The apex court also observed that the observations made by the single bench against the previous judgment were "uncharitable".
"We may further notice that learned Single Judge in the impugned judgment had not only breached the judicial discipline but has also referred to an observation made by learned Single Judge in Settu versus The State as uncharitable. All Courts including the High Courts and the Supreme Court have to follow a principle of Comity of Courts. A Bench whether coordinate or Larger, has to refrain from making any uncharitable observation on a decision even though delivered by a Bench of a lesser coram. A Bench sitting in a Larger coram may be right in overturning a judgment on a question of law, which jurisdiction a Judge sitting in a coordinate Bench does not have. In any case, a Judge sitting in a coordinate Bench or a Larger Bench has no business to make any adverse comment or uncharitable remark on any other judgment. We strongly disapprove the course adopted by the learned Single Judge in the impugned judgment", the Court said.

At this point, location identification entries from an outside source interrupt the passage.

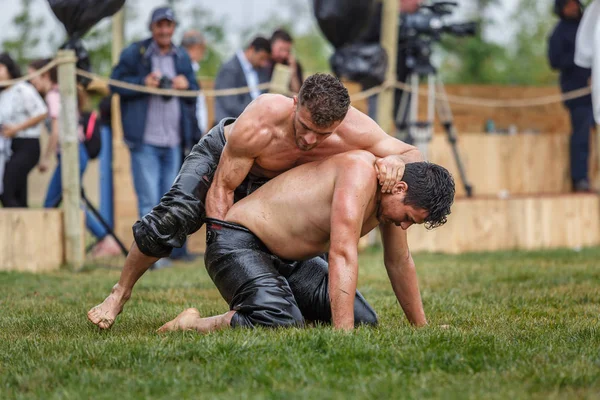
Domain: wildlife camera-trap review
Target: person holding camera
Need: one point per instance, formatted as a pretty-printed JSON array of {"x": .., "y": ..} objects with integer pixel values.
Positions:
[
  {"x": 561, "y": 54},
  {"x": 155, "y": 126}
]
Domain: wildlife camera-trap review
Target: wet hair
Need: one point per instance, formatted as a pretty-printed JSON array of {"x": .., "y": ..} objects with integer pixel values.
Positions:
[
  {"x": 13, "y": 68},
  {"x": 281, "y": 34},
  {"x": 430, "y": 187},
  {"x": 326, "y": 98},
  {"x": 259, "y": 43},
  {"x": 41, "y": 63}
]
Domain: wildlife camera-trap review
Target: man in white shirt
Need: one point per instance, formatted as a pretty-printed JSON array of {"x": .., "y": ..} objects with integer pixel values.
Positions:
[
  {"x": 195, "y": 45},
  {"x": 587, "y": 50},
  {"x": 245, "y": 69}
]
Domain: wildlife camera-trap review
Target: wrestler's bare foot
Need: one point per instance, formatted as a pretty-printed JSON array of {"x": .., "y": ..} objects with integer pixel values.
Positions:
[
  {"x": 104, "y": 314},
  {"x": 186, "y": 321}
]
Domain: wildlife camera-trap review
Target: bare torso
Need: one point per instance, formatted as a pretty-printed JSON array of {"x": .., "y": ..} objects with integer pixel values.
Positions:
[
  {"x": 291, "y": 214},
  {"x": 282, "y": 153}
]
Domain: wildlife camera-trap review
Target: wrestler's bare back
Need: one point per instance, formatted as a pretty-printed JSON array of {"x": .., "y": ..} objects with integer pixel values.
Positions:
[
  {"x": 273, "y": 114},
  {"x": 291, "y": 214}
]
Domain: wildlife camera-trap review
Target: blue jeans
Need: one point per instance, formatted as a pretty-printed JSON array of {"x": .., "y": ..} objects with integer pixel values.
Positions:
[
  {"x": 54, "y": 193},
  {"x": 154, "y": 169}
]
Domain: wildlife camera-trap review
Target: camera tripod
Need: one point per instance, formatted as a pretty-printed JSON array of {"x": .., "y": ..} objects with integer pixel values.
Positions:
[{"x": 421, "y": 131}]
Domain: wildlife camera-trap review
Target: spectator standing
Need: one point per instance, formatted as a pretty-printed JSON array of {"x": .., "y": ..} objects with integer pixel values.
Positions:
[
  {"x": 587, "y": 50},
  {"x": 561, "y": 53},
  {"x": 22, "y": 112},
  {"x": 155, "y": 127},
  {"x": 282, "y": 53},
  {"x": 195, "y": 45},
  {"x": 245, "y": 69},
  {"x": 47, "y": 85}
]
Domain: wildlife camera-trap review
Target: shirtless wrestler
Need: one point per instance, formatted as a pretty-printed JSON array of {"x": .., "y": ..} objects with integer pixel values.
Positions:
[
  {"x": 322, "y": 206},
  {"x": 273, "y": 134}
]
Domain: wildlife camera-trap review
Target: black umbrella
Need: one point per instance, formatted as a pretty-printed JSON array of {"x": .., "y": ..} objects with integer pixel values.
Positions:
[
  {"x": 343, "y": 21},
  {"x": 79, "y": 16}
]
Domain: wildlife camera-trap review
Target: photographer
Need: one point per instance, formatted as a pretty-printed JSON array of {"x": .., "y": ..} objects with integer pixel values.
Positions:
[{"x": 155, "y": 127}]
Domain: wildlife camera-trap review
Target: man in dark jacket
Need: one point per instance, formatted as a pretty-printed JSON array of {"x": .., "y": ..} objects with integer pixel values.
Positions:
[
  {"x": 245, "y": 69},
  {"x": 561, "y": 53},
  {"x": 155, "y": 127}
]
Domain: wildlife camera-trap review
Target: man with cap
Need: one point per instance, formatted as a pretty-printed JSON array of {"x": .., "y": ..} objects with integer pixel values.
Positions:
[
  {"x": 561, "y": 52},
  {"x": 155, "y": 127}
]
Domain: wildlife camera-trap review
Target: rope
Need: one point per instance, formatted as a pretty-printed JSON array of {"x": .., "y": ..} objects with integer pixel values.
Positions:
[
  {"x": 464, "y": 100},
  {"x": 515, "y": 103},
  {"x": 34, "y": 74},
  {"x": 170, "y": 92}
]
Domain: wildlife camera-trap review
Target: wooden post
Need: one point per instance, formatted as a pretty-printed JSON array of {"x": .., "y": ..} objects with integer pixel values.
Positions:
[
  {"x": 74, "y": 244},
  {"x": 389, "y": 41},
  {"x": 118, "y": 34}
]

It was on March 23 that the SC passed a suo moto order to extend limitation for filing of cases in Courts and Tribunals with effect from March 15 on account of pandemic.
In an order pronounced on May 8 in "Settu vs The State", Justice G R Swaminathan had interpreted the SC's order as applicable only to limitation period for filing cases under the Limitation Act, 1963.
He had observed that the order did not touch upon any specific extension of time for completing investigation under Section 167(2). Hence, it was held that once the mandatory period of 60/ 90 days as prescribed under the provision expires, the accused is entitled for default bail.
Taking a contrary view however, in S. Kasi v. State through The Inspector of Police, Justice G. Jayachandran observed that to hold that the SC order is not applicable to the time period for filing final report amounts to "mocking" the Apex Court.
He held that the period of limitation for investigation under Sec.167 CrPC would also stand extended, keeping in view the extraordinary situation of the Covid-19.